The private equity playbook we relied on for decades has changed. For a long time, success was fairly straightforward: master the transaction, find the right target, and use leverage strategically to create value. Financial engineering was the heavy lifter.
But we all know the market feels different right now. High interest rates and asset prices that won't seem to budge are squeezing returns. The math doesn't work the way it used to. In this environment, you can’t just buy well and hope for multiple expansion. To unlock the full potential of a portfolio company today, you have to actually improve the business. Operational expertise isn't just a "nice to have" anymore. It is the new driver of returns.
From Dealmaking to Business Building
We are seeing a massive pivot in how value is created. Because deal flow is competitive and expensive, firms are realizing their best bet is to double down on the assets they already own. This goes beyond financial restructuring. It means looking under the hood of day-to-day operations and fixing what is broken.
Instead of relying solely on the balance sheet, forward-thinking PE firms are investing in supply chains, modernizing digital capabilities, and rethinking how their companies acquire customers. This hands-on approach helps identify opportunities that a spreadsheet simply can’t show you. It leads to growth that lasts long after the exit.
The Era of the Operator
Improving a business requires a different toolkit than analyzing one. That is why we are seeing a surge in demand for operators—professionals who have built businesses, streamlined messy processes, and driven revenue in the real world. These aren't just consultants; they are people who know how to work alongside management teams to get things done.
Think about the impact of dropping a seasoned Chief Operating Officer into a legacy manufacturing portfolio company. By bringing in advanced analytics and automation, that COO can strip out costs and improve product quality in ways a financial analyst might miss. That doesn't just look good on a monthly report; it fundamentally changes the company’s competitive position.
How the Industry is Adapting
This shift isn't limited to the mega-funds. We are seeing it everywhere. Even smaller firms that traditionally didn't have the budget for a dedicated operating bench are finding ways to compete. Many are building lean in-house teams or partnering with specialized firms to plug the gap.
This is where a partner like Aux Insights fits in. We act as that specialized operational arm, specifically for digital marketing and growth. Whether it’s figuring out why customer retention is slipping or optimizing pricing models, we provide the specific expertise needed to move the needle without the overhead of a permanent hire.
The Data Backs It Up
If you need proof that operations are the new king, just look at the numbers. A Harvard Business Review study noted that since 2010, operational enhancements—like growing revenue and cutting costs—have accounted for nearly half of the total value creation in private equity deals.

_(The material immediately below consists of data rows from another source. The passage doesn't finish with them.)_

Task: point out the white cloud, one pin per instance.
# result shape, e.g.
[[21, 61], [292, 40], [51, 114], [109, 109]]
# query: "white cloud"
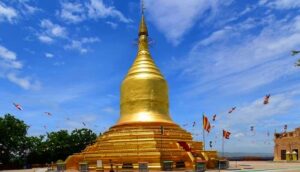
[[49, 55], [45, 39], [215, 36], [93, 9], [281, 4], [10, 65], [246, 62], [6, 54], [72, 12], [7, 13], [23, 82], [54, 30], [97, 9], [8, 59], [80, 45], [29, 9], [50, 31], [174, 18]]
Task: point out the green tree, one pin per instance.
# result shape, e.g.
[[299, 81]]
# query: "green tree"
[[37, 150], [13, 141], [57, 145]]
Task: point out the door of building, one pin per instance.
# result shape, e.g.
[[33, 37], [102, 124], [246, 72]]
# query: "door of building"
[[297, 156], [283, 155]]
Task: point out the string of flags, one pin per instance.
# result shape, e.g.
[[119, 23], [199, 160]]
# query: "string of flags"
[[232, 109], [266, 99], [226, 134], [18, 106]]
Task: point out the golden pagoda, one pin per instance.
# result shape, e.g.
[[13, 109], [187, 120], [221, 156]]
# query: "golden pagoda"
[[145, 131]]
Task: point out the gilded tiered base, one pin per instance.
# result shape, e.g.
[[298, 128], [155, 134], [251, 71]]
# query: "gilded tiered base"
[[143, 142]]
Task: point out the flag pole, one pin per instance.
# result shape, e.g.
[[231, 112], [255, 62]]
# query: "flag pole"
[[203, 131]]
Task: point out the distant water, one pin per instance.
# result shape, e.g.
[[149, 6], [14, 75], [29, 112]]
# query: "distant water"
[[245, 154]]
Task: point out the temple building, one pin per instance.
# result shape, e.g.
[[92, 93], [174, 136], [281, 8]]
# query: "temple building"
[[287, 146], [145, 131]]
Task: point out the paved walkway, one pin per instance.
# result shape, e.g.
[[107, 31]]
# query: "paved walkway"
[[237, 166], [257, 166]]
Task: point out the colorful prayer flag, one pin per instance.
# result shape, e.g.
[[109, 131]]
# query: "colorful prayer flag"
[[206, 124], [226, 134]]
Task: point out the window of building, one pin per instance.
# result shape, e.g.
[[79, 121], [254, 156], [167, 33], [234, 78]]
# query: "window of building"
[[283, 154]]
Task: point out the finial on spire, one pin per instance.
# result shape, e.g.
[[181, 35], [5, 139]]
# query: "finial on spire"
[[143, 28], [142, 6]]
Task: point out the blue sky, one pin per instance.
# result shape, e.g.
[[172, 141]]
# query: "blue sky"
[[69, 58]]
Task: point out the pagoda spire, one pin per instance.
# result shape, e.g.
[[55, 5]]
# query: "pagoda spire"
[[144, 91]]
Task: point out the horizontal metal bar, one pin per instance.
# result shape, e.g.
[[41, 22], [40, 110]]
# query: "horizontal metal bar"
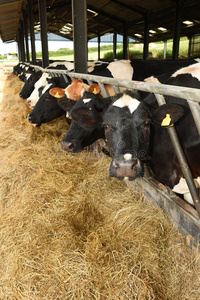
[[186, 93]]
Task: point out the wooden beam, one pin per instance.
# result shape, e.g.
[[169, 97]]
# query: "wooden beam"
[[7, 2], [10, 17]]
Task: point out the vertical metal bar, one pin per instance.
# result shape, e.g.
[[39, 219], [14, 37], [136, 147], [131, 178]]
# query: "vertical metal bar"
[[19, 46], [99, 46], [195, 110], [190, 45], [165, 49], [79, 17], [103, 90], [22, 41], [44, 39], [177, 31], [32, 34], [115, 44], [26, 34], [182, 160], [116, 89], [125, 41], [146, 37]]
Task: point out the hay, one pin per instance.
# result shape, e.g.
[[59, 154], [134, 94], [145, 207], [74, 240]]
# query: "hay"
[[68, 231]]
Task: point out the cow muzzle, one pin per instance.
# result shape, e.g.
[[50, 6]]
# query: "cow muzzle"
[[68, 146], [125, 168]]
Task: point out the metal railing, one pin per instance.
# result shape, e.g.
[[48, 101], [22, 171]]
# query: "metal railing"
[[192, 95]]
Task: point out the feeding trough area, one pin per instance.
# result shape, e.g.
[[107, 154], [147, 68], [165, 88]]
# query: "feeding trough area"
[[69, 230]]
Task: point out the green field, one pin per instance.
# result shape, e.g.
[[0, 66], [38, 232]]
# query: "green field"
[[156, 51]]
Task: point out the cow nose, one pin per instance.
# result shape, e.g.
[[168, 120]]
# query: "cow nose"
[[126, 168], [29, 118], [68, 146]]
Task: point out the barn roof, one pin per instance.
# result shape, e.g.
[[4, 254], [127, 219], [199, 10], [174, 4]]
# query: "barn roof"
[[105, 16]]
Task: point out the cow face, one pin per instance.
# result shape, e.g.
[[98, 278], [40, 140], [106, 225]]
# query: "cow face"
[[39, 85], [77, 136], [30, 84], [46, 109], [127, 124]]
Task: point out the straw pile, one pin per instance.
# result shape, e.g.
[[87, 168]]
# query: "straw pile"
[[68, 231]]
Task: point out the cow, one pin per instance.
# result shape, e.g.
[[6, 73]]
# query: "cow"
[[46, 108], [29, 84], [136, 132], [77, 137]]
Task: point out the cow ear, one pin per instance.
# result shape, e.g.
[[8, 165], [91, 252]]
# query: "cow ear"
[[65, 103], [86, 117], [57, 92], [94, 88], [167, 114]]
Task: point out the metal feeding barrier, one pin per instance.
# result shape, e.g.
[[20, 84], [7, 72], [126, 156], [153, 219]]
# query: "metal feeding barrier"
[[192, 95]]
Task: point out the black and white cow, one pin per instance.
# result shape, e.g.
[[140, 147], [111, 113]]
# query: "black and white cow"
[[30, 89], [29, 84], [136, 132], [78, 137], [47, 108]]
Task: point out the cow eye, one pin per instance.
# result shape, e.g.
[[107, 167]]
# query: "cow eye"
[[147, 123], [108, 127]]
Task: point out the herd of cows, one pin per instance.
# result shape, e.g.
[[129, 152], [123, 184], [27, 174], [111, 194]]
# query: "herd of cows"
[[131, 122]]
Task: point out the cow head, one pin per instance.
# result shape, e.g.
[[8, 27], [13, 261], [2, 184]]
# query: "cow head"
[[77, 136], [30, 84], [127, 124], [46, 108]]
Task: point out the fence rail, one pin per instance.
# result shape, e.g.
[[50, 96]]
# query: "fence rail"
[[192, 95]]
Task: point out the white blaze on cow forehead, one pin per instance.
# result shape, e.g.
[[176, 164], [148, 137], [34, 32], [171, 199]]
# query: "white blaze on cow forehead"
[[28, 75], [128, 156], [193, 70], [87, 100], [128, 101], [121, 69], [43, 80], [69, 65], [46, 88]]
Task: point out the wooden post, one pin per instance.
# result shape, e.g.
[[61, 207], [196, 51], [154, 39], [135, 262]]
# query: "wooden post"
[[32, 34], [146, 37], [26, 35], [79, 17], [44, 39]]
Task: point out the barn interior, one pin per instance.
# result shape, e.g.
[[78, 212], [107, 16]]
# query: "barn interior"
[[81, 21], [68, 231]]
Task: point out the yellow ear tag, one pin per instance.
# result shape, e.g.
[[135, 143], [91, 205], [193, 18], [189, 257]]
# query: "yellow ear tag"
[[166, 121], [95, 91], [57, 95]]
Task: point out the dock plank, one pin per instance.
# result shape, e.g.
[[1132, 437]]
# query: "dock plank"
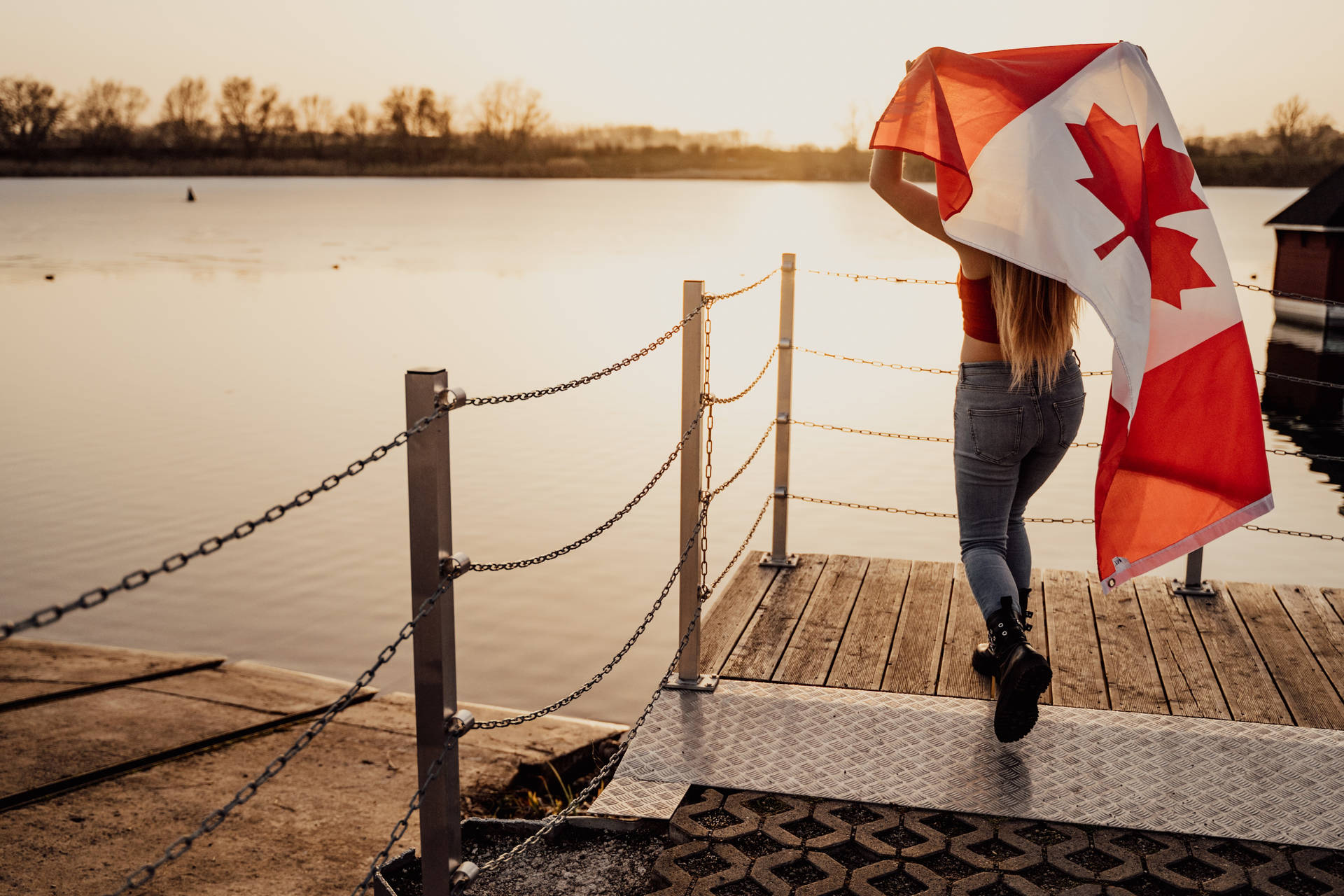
[[862, 656], [1132, 680], [724, 617], [1187, 675], [1252, 694], [917, 649], [812, 649], [1074, 652], [1320, 625], [761, 645], [1304, 685], [965, 629]]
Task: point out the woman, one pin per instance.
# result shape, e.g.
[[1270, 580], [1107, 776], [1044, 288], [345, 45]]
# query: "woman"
[[1019, 403]]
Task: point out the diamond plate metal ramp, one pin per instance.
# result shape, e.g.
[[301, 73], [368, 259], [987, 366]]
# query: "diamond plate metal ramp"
[[1176, 774]]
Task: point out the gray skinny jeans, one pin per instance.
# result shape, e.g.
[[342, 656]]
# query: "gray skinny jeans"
[[1008, 441]]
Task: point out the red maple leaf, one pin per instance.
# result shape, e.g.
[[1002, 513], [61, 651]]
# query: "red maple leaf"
[[1140, 186]]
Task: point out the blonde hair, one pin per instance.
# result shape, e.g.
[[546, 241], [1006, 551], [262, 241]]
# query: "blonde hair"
[[1037, 320]]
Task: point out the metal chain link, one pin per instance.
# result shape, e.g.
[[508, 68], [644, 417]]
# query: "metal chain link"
[[1041, 519], [746, 464], [629, 505], [139, 578], [742, 547], [718, 298], [933, 514], [902, 435], [752, 384], [940, 438], [600, 778], [214, 820], [951, 282], [1300, 379], [889, 280], [905, 367], [708, 460], [1287, 295], [412, 808], [1304, 535], [1300, 453], [620, 654], [625, 362], [584, 381]]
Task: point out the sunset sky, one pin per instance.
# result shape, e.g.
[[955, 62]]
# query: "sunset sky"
[[783, 71]]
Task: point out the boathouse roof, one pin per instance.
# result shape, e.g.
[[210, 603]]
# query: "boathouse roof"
[[1322, 207]]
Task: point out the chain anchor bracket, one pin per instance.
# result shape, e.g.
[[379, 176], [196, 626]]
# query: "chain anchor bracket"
[[701, 682]]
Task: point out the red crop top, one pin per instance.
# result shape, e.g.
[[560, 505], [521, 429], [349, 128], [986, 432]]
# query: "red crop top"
[[977, 309]]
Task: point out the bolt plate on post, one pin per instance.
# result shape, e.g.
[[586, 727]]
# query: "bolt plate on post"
[[702, 682], [1186, 590]]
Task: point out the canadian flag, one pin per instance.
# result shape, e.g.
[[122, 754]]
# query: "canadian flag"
[[1066, 160]]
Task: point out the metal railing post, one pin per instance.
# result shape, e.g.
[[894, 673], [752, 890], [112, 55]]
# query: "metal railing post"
[[784, 402], [692, 472], [1194, 586], [435, 652]]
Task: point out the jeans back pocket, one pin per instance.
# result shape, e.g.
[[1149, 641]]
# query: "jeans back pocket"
[[1070, 415], [996, 433]]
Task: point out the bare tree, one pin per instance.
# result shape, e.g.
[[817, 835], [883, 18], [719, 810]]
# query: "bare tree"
[[29, 112], [356, 122], [508, 115], [106, 115], [246, 112], [182, 120], [315, 121], [398, 109], [432, 117], [1296, 132]]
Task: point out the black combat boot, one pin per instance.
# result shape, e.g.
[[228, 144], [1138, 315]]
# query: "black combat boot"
[[983, 660], [1022, 673]]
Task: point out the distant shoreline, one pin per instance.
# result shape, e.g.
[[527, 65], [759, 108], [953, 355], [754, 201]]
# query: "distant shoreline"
[[838, 167]]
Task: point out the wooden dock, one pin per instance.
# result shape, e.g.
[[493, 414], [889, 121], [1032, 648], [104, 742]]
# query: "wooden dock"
[[1252, 653], [113, 754]]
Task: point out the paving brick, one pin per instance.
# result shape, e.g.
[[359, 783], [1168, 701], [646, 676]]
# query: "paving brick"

That is a stark contrast to previous decades where financial leverage did most of the work.
Navigating the Due Diligence Hurdle
Integrating this level of operational depth isn't always easy. We know that bringing operators into the due diligence process can feel like it slows down the deal. Detailed assessments often reveal complexities that a purely financial review might gloss over.
However, that rigor is what saves you from bad investments. It ensures you know exactly what you are buying and where the risks lie. At Aux Insights, we have supported enough due diligence engagements to know that speed matters. We work at the pace of the deal to provide a thorough understanding of a target’s growth levers—specifically in digital marketing—so you can make an informed decision without missing the deadline.
The Bottom Line
The private equity model is evolving. Success in this market demands more than just adept dealmaking; it requires a proactive approach to building better companies. As operational strength becomes the primary lever for value creation, the firms that embrace this shift will be the ones driving sustainable growth and maximizing their returns.